Mr Goerlich held several leadership roles in the leather sector. He was elected president of ICT in 2010, while serving as president of CICB.

CICB noted his contribution to the Brazilian tanning industry and to the wider leather value chain.

AFRICA

South Africa: Handbag course could upskill shoemakers

TheeThekwini Footwear and Leather Cluster has hosted its first handbag-making course, supported by The South African Footwear and Leather Export Council (SAFLEC), describing it as “an exciting step towards product diversification and export growth”.

Over two weeks, representatives from 16 companies were taught “Italian bag-making techniques”, aiming to help footwear manufacturers create new leather products, and upskilling local leathergoods makers.

SAFLEC director Nerisha Jairaj commented in an editorial that the initiative supports the goal of creating a more resilient and versatile industry.

OCEANIA

Australian beef exports hit record August as sheepmeat falls

Australian beef exports reached 135,571 tonnes in August, up 11% year-on-year (YoY) and the largest August volume on record, according to MLA Global Supply Analyst Tim Jackson.

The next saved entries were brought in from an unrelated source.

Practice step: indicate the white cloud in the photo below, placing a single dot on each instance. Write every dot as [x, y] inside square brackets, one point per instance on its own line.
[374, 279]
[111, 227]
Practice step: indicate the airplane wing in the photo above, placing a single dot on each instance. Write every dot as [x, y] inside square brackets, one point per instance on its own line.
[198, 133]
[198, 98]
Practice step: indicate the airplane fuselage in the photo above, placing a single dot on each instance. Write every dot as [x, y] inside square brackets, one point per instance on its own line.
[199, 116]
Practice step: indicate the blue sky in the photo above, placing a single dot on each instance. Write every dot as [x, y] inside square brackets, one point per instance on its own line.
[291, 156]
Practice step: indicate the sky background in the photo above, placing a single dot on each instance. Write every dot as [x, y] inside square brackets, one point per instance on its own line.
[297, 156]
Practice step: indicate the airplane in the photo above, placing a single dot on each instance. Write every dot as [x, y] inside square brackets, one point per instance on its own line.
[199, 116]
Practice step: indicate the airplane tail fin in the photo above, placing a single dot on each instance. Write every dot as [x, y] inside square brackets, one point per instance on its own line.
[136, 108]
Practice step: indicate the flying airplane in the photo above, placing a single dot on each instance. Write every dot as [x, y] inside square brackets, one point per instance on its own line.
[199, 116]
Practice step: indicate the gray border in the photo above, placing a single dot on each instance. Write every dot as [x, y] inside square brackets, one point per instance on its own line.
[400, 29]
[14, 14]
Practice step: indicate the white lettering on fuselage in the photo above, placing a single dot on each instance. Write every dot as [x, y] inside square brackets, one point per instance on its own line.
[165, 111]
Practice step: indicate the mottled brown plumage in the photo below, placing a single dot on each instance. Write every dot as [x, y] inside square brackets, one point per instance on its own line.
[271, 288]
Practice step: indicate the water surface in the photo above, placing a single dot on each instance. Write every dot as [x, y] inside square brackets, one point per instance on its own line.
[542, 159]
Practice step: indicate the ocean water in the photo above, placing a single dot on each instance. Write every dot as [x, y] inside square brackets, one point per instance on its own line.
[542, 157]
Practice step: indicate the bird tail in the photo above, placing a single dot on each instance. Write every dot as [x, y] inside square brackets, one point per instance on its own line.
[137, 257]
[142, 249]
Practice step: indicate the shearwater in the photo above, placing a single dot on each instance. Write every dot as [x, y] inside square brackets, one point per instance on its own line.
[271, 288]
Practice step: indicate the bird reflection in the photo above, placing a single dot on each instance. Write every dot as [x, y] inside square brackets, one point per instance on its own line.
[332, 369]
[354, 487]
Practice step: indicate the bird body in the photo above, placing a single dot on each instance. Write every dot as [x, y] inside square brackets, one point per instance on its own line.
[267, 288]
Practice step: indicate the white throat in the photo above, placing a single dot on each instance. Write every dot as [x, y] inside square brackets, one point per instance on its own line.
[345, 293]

The US remained the top market at 40,754 tonnes, while China rose 47% to 22,323 tonnes and South Korea 22% to 21,495 tonnes. Canada saw the largest increase, up 145% to 6,001 tonnes.

Grassfed beef exports climbed 9% YoY to 97,286 tonnes, and grainfed rose 16% to 38,284 tonnes.

Sheepmeat exports fell, with lamb down 25% YoY to 22,471 tonnes and mutton down 33% to 12,642 tonnes. Lamb to China rose 30%, while mutton fell 62%.

Goatmeat exports rose 20% to 4,975 tonnes, with 2025 year-to-date volumes up 20% to a record 37,769 tonnes.